Q&A – Moss Memories 20 – Cambridge 1936

Do you remember your first car? Mine was a VW Beetle. I needed to make a dipstick to find out how much fuel I had in the tank. Cars were very different in those days.

Our first family car was a Ford New Beauty – my father was so proud of it. He called it ‘Airtight Annie’. It took two people to get it started. One to turn the engine over with a crank handle, and another to sit behind the driver’s wheel to work the choke and the spark levers. The battery was outside on the running board and the fuel tank was situated under the driver’s seat. The fuel was gravity fed into the engine. How cars have changed.

        Periodically the family saved enough money to visit my father’s sister, Winifred Winter, and her husband Nick – one of my father’s best friends. They left Wellington in 1930 to go farming at Whitehall at the back of Cambridge.

        One Christmas the family had arranged to spend a holiday on the farm. Normally the trip to Cambridge was via Palmerston North but this was a long expensive drive. Father consulted his IWANTA Road guide and found a shorter route from Hastings to Taihape via Kuripapango. He noted a small petrol pump on his map so he thought we would give it a go. In those days it was only a shingle road. It was not until the Second World War when we thought we were going to be invaded that it was upgraded into a decent road.  At that time our main army was kept in the middle of the North Island at the Waiouru Army Base so they could be rushed in any direction should we be invaded.

        So on Christmas Eve, we set out for the farm from Hastings in ‘Airtight Annie’ heavily loaded with basic supplies and many gifts.

        After an uneventful start, we reached Kuripapango where we had trouble opening a gate in the middle of a bridge, designed to keep rabbits out of Hawke’s Bay. There was no sign of a petrol station and because of our gravity-fed petrol tank, we couldn’t get the car out of the valley. We didn’t have enough fuel to climb up ‘Gentle Annie’. Father backed down using his very large hand brake. The decision was taken to return to Hastings but when he tried he couldn’t get up the hill we had come down. There we were stuck in a valley. When he tried to turn around to go back to a sheep station to see if we could buy some fuel we got stuck between a bluff and a cliff completely blocking the road.  It was starting to get dark so we bedded down in the car for the night. Thank goodness there was no other traffic.
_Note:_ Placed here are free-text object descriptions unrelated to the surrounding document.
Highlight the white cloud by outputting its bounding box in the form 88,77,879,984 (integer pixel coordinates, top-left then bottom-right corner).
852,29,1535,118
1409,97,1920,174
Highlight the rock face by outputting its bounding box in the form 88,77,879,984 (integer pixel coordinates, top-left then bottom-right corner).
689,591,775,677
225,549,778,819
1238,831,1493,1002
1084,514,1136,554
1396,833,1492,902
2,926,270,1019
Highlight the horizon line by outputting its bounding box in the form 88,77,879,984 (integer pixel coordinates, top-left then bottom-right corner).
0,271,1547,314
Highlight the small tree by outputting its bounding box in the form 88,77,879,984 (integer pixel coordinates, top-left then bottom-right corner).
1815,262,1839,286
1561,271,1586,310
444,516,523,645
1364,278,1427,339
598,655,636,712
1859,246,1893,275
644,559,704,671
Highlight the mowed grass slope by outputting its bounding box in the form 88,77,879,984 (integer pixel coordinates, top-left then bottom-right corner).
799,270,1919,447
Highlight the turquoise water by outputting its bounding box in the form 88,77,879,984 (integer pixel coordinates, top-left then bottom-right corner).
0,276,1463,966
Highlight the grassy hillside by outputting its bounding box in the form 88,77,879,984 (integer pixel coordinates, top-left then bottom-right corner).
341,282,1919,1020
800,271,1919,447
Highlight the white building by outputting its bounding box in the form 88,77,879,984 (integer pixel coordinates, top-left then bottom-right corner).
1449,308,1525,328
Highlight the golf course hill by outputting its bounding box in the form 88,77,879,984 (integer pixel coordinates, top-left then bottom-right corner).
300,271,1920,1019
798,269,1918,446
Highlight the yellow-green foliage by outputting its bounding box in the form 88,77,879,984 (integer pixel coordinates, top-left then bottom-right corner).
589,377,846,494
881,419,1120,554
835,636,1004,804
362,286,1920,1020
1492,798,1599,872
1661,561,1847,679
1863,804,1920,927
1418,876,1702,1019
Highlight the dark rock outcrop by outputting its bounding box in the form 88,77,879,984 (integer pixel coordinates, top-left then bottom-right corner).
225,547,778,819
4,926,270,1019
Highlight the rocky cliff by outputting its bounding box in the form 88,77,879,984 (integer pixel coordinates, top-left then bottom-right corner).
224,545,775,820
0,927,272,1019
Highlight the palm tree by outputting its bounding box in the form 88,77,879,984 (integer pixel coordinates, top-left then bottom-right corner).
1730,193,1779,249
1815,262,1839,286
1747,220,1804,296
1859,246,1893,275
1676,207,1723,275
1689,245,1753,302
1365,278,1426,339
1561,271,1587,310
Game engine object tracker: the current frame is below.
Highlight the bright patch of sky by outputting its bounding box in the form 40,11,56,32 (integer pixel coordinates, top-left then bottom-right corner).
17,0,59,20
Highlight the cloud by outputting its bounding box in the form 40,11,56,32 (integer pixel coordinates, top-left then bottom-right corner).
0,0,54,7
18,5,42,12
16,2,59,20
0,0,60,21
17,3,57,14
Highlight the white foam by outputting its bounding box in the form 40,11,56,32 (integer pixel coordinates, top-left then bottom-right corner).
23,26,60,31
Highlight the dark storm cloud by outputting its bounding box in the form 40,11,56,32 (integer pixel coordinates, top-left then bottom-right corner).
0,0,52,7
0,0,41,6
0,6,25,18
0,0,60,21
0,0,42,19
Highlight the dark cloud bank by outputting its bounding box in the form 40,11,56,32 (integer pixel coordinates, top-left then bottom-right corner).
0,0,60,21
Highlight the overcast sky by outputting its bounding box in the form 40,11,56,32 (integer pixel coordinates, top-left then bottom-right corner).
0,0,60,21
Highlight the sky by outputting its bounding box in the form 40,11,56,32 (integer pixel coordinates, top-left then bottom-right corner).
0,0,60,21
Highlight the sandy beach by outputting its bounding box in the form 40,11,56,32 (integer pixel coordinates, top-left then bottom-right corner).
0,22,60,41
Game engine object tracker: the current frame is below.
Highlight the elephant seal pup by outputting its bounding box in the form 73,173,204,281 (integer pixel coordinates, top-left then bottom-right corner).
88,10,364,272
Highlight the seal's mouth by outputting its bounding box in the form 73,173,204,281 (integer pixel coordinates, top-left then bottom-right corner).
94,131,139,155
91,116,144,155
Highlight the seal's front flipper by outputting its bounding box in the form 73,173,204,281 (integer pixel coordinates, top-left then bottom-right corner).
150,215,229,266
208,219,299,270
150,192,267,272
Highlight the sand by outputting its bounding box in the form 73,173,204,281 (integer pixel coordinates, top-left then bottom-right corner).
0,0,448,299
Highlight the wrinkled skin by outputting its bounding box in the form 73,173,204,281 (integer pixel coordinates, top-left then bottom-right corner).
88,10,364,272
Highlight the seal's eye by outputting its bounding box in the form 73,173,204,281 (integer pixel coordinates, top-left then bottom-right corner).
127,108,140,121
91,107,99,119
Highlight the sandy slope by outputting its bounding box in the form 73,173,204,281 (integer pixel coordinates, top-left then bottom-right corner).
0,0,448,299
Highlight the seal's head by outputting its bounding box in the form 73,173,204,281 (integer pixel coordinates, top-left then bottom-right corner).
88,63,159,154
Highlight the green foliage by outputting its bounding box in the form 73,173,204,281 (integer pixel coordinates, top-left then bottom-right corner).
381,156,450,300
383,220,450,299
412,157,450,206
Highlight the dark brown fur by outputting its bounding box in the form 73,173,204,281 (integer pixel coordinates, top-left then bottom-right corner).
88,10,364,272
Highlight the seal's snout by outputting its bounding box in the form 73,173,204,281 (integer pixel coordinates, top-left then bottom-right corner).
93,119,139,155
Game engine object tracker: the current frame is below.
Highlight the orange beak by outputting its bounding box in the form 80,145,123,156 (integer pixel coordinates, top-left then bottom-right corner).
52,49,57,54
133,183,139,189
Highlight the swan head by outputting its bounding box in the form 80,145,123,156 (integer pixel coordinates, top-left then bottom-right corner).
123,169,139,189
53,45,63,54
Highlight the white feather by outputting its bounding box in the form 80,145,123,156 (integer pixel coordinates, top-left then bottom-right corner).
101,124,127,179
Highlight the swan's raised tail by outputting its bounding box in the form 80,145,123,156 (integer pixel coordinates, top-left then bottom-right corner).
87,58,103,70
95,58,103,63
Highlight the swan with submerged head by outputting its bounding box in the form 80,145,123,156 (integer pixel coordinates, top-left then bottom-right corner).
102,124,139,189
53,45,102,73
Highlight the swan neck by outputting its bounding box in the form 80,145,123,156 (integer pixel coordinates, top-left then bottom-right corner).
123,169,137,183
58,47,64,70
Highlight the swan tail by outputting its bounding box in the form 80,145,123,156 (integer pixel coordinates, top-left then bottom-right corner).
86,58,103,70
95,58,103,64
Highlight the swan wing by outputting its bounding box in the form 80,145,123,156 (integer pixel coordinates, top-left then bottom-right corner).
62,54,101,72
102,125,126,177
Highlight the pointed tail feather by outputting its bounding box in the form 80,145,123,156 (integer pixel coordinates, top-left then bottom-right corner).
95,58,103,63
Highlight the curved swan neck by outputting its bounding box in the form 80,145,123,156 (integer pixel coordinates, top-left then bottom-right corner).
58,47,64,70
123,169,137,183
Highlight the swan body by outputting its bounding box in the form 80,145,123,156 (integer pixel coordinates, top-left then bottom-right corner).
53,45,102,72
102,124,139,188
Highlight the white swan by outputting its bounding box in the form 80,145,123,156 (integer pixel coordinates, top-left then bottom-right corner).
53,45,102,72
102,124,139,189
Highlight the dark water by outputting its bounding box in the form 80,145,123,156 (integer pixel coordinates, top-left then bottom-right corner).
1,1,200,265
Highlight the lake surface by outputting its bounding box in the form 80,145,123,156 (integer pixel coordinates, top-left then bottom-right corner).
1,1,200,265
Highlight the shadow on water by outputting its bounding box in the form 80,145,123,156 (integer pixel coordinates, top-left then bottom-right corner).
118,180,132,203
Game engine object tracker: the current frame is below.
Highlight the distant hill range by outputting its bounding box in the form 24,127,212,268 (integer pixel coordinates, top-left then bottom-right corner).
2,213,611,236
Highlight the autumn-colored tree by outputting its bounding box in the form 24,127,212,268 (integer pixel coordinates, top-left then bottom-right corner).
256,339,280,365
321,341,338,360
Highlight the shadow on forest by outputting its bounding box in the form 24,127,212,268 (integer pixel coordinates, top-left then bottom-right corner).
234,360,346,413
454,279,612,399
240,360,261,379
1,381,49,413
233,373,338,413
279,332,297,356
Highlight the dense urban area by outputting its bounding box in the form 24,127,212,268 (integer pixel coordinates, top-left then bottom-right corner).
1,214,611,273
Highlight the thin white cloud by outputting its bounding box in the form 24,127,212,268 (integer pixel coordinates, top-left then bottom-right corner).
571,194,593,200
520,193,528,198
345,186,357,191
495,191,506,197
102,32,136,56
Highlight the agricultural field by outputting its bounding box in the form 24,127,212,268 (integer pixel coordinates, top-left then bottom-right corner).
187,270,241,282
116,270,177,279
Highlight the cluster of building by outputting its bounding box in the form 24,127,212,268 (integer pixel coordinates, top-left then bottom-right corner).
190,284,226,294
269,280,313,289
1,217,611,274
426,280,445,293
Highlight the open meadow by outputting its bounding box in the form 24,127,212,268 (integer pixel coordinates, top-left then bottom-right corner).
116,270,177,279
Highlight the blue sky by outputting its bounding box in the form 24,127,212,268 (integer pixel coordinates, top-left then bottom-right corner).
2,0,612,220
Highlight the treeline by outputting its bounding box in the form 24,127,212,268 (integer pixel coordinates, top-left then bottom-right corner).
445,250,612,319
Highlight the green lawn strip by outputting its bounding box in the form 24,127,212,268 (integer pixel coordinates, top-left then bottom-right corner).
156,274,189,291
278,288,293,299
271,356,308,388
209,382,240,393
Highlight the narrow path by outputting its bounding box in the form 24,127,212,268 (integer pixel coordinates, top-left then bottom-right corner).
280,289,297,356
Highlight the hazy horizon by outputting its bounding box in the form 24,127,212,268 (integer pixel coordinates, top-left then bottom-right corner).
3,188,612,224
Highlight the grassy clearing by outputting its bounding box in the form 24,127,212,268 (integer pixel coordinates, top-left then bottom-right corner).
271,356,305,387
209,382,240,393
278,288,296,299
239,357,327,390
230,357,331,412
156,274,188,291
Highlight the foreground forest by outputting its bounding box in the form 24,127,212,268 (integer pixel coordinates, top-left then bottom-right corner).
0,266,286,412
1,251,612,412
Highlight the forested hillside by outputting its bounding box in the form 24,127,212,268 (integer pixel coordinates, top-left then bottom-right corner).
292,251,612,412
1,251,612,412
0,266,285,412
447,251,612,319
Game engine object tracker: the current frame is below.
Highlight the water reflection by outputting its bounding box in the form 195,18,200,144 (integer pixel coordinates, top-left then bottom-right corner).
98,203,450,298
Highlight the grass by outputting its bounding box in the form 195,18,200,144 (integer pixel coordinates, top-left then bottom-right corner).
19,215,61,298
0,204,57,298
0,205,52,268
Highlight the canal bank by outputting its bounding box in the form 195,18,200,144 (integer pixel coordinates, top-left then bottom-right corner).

        The next morning mother guarded the car and my father and I set out on foot with an empty petrol can to see if we could find a farmhouse. On that isolated walk, I found a half crown coin on the road. I was permitted to keep it – a lot of money for a child in those days when my weekly wage for chores was one penny. (So my half-crown was equal to 30 weeks of work.)

        Two farm hands came to our aid. We managed to get a can of petrol and to push the car around before backing up the hill. and heading for home.

        Christmas dinner that day was a few leftover stale ham sandwiches.

        We arrive back home 48 hours after we set out much wiser and very tired. After a good night’s sleep, we departed once again for Cambridge but this time taking the long route.  Oh, the joys of motoring in those days.

Geoffrey Moss(mossassociates.co.nz)

One thought on “Q&A – Moss Memories 20 – Cambridge 1936

  1. Some rare insights into what our country was like to travel across in the mid thirties. Geoff was lucky to make this journey during the depression years.